[Python-ideas] Fwd: Re: PEP: add a `no` keyword as an alias for `not`
Andrew Barnert
abarnert at yahoo.com
Fri Aug 2 12:17:39 EDT 2019
On Aug 1, 2019, at 13:38, Daniel Okey-Okoro <danielokeyokoro at gmail.com> wrote:
>
>
> > not a strong enough justification for breaking any code that uses "no" in any other way.
>
> This is a very crucial point I didn't consider.
>
> ------------------------------------------------------------
>
> What if we could lexically limit it to `if no {{everything else in the if block}}`?
>
> I think that would sufficiently protect us from unintentionally breaking people's code.

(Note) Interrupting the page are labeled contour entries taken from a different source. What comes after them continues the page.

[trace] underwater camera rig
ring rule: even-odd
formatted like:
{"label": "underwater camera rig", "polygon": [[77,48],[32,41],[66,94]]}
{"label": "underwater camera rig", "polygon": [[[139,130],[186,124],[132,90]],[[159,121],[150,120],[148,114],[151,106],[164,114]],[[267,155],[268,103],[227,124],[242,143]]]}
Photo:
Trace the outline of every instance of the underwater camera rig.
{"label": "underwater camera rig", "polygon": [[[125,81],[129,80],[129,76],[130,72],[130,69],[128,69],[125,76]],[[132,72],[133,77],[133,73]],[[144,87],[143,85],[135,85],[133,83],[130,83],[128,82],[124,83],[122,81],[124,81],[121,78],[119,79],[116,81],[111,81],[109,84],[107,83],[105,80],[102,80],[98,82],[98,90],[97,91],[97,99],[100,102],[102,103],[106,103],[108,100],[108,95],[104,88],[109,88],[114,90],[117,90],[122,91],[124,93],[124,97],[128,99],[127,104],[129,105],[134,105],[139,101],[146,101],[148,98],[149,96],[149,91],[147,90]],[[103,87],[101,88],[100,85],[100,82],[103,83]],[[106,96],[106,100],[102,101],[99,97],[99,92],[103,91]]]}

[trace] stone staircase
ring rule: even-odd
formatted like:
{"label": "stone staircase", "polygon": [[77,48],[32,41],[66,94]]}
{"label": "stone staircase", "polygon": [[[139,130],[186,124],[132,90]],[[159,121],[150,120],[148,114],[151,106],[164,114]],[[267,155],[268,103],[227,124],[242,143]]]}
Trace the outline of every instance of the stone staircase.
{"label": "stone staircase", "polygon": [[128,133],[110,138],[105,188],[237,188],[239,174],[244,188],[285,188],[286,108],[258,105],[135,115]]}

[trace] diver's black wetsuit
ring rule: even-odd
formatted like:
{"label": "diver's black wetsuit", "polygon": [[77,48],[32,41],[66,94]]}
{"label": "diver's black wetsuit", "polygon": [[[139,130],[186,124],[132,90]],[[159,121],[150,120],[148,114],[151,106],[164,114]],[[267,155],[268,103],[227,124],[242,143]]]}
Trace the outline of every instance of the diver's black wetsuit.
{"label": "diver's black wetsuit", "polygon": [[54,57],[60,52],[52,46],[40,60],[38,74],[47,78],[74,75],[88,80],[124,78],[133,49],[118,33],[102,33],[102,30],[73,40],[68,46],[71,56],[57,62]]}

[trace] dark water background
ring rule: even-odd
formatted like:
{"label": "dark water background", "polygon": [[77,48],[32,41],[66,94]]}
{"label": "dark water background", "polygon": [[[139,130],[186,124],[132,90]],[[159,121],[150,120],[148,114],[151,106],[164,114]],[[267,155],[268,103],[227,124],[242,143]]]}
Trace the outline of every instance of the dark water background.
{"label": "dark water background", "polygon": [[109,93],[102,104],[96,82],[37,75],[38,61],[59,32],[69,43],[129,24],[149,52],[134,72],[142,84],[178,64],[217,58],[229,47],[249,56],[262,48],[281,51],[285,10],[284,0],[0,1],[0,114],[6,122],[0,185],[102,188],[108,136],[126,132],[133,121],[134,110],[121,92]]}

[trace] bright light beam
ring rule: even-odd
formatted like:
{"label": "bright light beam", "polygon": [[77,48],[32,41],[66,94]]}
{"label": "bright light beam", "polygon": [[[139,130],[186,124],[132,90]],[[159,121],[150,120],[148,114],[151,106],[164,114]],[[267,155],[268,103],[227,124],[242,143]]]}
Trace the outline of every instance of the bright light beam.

There are some cases where a “contextual keyword” that’s usable as an identifier outside of a specific syntactic construct could avoid ambiguity, but this isn’t one of them, because the thing immediately after the `if` in an if statement can be–and often is—an identifier. For example:
total = len(votes)
yes, no, other = (len(part) for part in partition_votes(votes))
if no >= total//2:
# etc.
I even found an actual example of the equivalent in some C++ code I had on my hard drive:
if (no == ask(…)) {
// …
}
In Python, that would be:
if no == ask(…):
Also, even if that weren’t a problem, this would be very misleading syntax. If I can write `if no sales:` I’d expect to be able to write `if isopen and no sales:` or `0 if no sales else mean(sales)` or `skip = no sales` or any of the other things I can do with `not` and other operators rather than special syntax.
Also, I could still write `if no sales and isopen:`, but it would do the wrong thing if `no` is special syntax that reverses the sense of the `if` rather than a normal operator that binds more tightly than `and`.